Second, for those lysines that have been identified in cell culture, a phylogenetic analysis can suggest how widespread that modification is. For example, a strongly conserved lysine with a strongly conserved context is likely an ancient target and important in other organisms. An example is the universal lysine in Smads, and conservation information could serve as a point of departure for a mutational analysis of the homologous lysine in a model organism. Alternatively, modestly conserved or even unconserved lysines that are modified may be species specific, pathway specific, or cell type specific targets. An example is a report of the sumoylation of the human TGFβ Type I receptor Alk-5 (also known as TBRI [Kang et al. 2008]).

In our alignments this sumoylated lysine (Lys392 in Mm Alk-5) is present in Mm Alk-5, Mm Alk-4, all isoforms of Dm Tkv, and Ce Sma-6. This pattern of conservation (presence in worms, flies, and mammals) suggests that sumoylation of this lysine is an ancient mechanism of regulation for the TGFβ Type I receptor family. This information could serve as a point of departure for an analysis of Type I receptor sumoylation in flies and worms. Interestingly, human TBRI is more closely related to Dm Babo and Dm Sax, neither of which have the conserved lysine, than to Dm Tkv (Newfeld et al. 1999). This suggests that the sumoylated lysine was lost independently three times: from Dm Babo, from the Mm Alk-3/Mm Alk-6 pair, and from the cluster containing Dm Sax, Mm Alk-1, and Mm Alk-2. Thus, it appears that lysine conservation, when coupled with experimental data, can be employed to identify when closely related proteins gain (or lose) a particular mechanism of biochemical regulation.

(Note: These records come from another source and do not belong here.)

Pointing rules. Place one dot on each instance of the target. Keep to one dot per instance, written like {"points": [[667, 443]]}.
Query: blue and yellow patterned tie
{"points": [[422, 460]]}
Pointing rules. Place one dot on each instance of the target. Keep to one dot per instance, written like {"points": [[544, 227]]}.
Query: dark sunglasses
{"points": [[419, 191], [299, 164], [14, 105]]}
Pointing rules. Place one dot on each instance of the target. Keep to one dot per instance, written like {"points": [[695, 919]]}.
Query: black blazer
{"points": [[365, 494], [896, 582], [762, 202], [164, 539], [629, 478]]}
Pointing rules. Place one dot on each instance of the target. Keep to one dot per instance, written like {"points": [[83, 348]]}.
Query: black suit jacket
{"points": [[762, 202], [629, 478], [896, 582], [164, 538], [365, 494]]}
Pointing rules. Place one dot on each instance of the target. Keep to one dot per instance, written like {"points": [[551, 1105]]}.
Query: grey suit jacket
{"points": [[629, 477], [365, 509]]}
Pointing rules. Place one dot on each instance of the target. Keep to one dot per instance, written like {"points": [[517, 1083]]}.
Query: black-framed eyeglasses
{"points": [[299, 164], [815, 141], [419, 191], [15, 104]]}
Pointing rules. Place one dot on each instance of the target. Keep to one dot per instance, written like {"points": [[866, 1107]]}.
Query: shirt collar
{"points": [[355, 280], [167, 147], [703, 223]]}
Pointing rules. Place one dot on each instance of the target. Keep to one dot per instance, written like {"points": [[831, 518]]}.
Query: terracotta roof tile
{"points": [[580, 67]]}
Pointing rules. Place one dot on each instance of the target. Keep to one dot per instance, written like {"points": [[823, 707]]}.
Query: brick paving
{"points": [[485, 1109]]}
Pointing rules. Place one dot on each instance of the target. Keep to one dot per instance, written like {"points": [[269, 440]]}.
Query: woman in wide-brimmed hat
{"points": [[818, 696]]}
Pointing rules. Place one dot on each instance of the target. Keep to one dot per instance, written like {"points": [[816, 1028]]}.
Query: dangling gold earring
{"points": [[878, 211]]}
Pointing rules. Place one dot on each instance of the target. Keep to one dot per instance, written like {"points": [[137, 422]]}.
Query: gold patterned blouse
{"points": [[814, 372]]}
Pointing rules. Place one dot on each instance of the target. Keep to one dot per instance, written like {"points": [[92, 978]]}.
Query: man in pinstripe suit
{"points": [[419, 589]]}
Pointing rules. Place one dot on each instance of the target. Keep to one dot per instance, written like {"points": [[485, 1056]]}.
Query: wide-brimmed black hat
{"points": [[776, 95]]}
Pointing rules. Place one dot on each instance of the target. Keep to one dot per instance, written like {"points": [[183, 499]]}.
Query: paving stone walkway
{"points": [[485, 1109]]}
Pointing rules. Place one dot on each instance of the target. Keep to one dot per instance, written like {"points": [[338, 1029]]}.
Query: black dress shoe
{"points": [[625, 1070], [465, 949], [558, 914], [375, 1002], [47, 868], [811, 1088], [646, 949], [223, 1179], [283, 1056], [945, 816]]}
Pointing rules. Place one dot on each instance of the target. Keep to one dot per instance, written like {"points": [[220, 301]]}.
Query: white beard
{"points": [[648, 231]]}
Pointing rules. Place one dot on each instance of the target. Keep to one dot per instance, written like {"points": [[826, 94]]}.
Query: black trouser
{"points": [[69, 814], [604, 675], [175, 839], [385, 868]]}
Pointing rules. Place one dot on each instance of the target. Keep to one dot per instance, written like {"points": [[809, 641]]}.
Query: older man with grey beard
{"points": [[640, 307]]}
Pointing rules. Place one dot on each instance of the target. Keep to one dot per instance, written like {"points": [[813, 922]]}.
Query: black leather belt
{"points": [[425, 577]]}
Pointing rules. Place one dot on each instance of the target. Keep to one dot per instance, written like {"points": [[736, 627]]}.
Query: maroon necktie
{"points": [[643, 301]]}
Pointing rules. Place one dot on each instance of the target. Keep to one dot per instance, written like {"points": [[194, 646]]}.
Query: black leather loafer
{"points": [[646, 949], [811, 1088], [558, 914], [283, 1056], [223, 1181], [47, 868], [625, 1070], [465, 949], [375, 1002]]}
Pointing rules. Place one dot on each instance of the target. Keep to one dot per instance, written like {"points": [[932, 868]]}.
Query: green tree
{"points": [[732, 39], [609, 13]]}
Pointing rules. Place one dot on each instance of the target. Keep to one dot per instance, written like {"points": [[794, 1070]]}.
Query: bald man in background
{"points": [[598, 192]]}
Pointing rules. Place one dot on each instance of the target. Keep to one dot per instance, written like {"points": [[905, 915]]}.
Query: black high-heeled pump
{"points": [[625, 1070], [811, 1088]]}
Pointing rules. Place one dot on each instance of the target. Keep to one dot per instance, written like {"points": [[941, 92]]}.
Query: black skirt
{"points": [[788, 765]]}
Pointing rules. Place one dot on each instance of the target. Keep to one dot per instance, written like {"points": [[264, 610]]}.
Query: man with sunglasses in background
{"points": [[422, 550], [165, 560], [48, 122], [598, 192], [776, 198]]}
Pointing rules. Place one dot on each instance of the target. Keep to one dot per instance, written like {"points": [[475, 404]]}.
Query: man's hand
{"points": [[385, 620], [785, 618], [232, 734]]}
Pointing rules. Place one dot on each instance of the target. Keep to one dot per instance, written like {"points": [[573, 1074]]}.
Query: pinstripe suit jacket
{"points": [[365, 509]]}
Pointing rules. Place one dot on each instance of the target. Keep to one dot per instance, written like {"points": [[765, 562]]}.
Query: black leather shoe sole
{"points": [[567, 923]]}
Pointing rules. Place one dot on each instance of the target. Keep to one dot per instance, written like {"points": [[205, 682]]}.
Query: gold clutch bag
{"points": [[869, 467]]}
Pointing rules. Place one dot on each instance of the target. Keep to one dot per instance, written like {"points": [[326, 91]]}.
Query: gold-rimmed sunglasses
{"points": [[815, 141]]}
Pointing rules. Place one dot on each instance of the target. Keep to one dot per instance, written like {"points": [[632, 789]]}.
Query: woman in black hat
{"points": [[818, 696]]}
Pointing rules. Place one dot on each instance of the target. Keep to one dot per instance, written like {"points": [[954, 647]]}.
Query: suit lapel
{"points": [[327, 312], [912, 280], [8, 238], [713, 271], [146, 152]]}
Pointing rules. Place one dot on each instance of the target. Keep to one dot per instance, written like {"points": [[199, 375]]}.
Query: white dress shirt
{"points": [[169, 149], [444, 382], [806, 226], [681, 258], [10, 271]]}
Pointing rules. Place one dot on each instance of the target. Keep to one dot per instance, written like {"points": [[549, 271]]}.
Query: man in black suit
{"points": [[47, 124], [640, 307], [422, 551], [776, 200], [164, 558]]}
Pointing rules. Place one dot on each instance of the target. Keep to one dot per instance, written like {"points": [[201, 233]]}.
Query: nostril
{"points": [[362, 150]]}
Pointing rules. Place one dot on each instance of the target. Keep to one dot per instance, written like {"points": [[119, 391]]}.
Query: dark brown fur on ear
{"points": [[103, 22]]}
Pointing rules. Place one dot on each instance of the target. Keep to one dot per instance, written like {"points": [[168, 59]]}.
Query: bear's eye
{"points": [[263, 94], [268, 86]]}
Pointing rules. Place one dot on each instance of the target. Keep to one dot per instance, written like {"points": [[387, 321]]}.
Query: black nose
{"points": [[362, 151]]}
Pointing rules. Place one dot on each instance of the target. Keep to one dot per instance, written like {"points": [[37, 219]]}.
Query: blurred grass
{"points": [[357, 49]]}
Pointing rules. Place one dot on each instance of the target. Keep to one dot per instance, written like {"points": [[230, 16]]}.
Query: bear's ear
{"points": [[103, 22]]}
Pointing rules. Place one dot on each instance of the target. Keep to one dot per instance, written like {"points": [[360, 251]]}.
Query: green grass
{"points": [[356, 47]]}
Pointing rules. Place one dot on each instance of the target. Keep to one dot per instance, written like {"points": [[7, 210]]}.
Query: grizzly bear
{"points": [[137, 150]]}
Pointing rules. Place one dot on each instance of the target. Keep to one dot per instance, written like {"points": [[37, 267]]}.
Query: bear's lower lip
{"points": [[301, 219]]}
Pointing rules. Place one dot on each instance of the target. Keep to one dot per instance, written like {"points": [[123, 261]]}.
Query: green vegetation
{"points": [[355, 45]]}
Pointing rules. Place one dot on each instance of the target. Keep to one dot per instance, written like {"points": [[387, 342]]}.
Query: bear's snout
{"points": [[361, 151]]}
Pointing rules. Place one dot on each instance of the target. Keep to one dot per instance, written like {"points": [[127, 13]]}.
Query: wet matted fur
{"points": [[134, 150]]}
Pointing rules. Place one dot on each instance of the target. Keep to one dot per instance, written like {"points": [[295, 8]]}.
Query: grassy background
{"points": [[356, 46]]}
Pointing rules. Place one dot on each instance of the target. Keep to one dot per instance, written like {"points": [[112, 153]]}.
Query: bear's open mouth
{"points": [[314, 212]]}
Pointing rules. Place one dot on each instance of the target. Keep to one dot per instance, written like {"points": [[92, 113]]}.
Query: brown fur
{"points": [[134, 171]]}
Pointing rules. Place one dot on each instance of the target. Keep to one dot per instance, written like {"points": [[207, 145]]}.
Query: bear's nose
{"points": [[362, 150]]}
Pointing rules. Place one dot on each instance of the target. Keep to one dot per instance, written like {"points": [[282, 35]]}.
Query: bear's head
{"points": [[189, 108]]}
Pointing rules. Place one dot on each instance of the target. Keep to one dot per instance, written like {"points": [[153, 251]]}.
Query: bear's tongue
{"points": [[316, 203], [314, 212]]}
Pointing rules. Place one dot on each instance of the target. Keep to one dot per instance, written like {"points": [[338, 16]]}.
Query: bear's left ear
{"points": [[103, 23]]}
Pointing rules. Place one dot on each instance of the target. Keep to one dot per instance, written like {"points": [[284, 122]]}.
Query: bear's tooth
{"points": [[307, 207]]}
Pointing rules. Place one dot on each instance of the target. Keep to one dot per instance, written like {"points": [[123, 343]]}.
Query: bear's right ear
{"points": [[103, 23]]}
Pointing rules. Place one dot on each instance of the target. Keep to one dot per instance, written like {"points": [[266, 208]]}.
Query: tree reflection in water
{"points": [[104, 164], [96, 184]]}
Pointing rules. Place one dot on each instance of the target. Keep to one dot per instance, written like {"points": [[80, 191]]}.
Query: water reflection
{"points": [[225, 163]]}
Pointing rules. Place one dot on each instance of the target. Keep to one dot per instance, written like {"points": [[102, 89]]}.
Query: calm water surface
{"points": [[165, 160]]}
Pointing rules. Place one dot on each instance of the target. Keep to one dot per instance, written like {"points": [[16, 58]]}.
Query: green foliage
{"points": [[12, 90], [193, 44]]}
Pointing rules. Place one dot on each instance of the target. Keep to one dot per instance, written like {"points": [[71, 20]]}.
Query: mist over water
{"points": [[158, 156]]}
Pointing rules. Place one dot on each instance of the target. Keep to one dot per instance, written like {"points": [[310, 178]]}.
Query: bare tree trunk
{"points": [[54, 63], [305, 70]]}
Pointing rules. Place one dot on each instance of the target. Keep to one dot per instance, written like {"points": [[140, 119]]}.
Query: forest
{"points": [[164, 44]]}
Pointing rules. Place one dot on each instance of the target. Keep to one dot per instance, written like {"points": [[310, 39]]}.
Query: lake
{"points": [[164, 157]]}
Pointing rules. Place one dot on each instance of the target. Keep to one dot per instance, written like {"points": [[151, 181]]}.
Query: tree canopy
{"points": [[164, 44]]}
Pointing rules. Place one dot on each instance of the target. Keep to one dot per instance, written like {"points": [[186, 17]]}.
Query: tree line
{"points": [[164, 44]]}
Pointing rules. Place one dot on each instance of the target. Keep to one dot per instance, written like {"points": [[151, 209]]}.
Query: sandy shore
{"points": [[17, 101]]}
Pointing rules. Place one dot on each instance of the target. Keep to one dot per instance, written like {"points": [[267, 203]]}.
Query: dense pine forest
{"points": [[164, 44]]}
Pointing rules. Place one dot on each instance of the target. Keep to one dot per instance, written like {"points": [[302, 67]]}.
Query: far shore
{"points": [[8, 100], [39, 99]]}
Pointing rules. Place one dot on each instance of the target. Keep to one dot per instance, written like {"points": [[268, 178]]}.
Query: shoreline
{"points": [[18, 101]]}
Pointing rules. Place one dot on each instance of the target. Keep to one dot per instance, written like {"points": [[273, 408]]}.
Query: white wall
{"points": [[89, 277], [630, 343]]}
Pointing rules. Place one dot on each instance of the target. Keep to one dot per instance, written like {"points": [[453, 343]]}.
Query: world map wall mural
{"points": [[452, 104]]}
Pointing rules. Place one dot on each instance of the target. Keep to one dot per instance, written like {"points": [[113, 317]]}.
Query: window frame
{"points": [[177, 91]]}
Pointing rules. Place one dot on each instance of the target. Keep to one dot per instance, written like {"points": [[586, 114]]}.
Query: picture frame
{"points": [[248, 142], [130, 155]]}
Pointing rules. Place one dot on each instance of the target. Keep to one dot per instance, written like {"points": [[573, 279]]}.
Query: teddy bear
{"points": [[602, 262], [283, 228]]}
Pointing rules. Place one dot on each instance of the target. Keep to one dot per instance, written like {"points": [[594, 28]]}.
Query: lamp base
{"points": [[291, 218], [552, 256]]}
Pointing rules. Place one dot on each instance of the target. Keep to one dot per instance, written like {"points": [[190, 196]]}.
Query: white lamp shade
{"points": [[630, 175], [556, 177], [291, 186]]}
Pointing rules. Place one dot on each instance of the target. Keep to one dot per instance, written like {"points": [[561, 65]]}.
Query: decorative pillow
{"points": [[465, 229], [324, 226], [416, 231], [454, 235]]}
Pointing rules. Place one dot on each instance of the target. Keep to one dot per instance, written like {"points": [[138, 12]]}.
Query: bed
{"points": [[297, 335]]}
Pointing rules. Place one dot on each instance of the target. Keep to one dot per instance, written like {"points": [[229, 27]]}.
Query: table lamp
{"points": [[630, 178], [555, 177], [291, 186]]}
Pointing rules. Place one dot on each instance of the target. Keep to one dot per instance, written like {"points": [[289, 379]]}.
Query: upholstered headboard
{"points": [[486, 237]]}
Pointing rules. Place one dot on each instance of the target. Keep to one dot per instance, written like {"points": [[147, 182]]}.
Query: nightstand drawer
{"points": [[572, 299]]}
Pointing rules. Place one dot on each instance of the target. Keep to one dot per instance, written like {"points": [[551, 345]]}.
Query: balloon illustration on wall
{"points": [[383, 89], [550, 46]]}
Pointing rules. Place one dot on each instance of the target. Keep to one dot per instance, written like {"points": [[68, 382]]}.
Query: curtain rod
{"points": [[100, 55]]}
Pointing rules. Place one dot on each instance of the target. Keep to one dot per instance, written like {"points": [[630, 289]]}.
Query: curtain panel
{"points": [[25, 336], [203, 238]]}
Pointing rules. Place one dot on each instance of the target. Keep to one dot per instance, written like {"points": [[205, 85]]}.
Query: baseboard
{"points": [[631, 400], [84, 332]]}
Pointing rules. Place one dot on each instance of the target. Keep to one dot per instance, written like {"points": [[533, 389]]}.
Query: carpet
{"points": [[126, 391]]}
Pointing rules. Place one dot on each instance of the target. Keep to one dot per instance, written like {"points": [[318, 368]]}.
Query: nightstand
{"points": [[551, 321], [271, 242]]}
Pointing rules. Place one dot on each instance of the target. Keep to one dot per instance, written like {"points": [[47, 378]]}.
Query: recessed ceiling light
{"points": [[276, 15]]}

At the most general level, phylogenetic biochemistry can be employed to predict posttranslational modification of lysines in any conserved protein family. More importantly, it can be applied to any posttranslational modification that targets a specific amino acid. In summary, our data suggest that potential applications of phylogenetic methods in biochemistry are limited only by the investigator’s imagination.